WASHINGTON (JTA) — Three Orthodox groups asked a New York appellate court to defend the viability of the Jewish beit din court system from interference by secular courts.
The Orthodox Union, Agudath Israel of America and Torah U’Mesorah filed an amicus brief with the New York State Appellate Division in the case of Brisman v. Hebrew Academy of the Five Towns & Rockaway. In that case, a teacher at the Long Island academy was fired because of a dispute over religious philosophy, but the Beit Din of America ruled in favor of the teacher. The teacher then sought to have the Beth Din’s ruling affirmed by a New York court, but the court threw it out.

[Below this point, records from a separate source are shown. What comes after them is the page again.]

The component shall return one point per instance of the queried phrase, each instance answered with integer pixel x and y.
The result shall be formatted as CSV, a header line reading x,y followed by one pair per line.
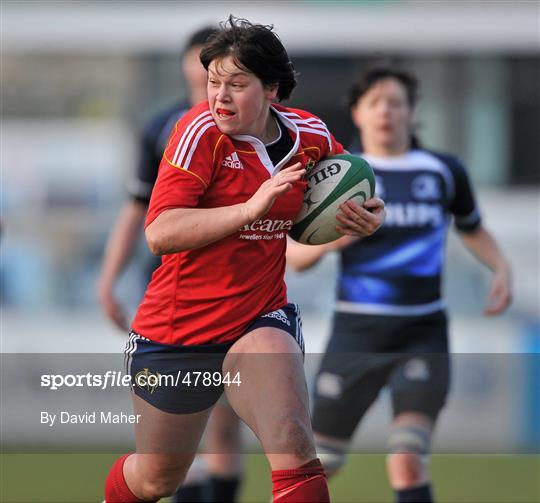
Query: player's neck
x,y
271,129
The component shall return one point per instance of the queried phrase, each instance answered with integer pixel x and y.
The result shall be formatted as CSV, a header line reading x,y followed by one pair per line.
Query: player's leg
x,y
195,487
223,445
166,445
172,409
349,379
273,401
419,389
407,461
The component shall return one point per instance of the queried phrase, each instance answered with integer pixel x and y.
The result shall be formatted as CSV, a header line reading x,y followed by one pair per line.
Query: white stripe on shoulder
x,y
312,122
188,134
324,133
473,216
195,142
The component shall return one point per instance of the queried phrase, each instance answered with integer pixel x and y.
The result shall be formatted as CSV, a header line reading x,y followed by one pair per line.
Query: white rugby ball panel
x,y
330,183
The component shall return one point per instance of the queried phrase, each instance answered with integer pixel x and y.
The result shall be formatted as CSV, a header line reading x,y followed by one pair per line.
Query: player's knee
x,y
409,447
161,483
155,488
294,437
406,470
332,458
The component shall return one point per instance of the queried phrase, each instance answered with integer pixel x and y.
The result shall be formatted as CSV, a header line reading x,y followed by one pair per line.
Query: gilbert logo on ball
x,y
331,182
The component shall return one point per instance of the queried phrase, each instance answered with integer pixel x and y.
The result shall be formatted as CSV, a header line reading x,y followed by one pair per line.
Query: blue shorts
x,y
189,379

The brief does not take a posiiton on the merits of the case, but argues that the New York trial court "unconstitutionally interfered in a religious dispute" and "incorrectly ignored the parties’ arbitration contract which provided that their dispute would be settled in the Beit Din," therefore undermining the "viability" of the Jewish Beit Din system and infringing on First Amendment rights.
Members of the Orthodox Jewish community, and other communities of faith, are often obligated to resolve disputes within their religious institutions," said OU public policy director Nathan Diament. "Without the assurance of non-interference by secular courts and the reliable, religiously neutral enforcement of arbitration proceedings, such religious liberty and autonomy is undermined."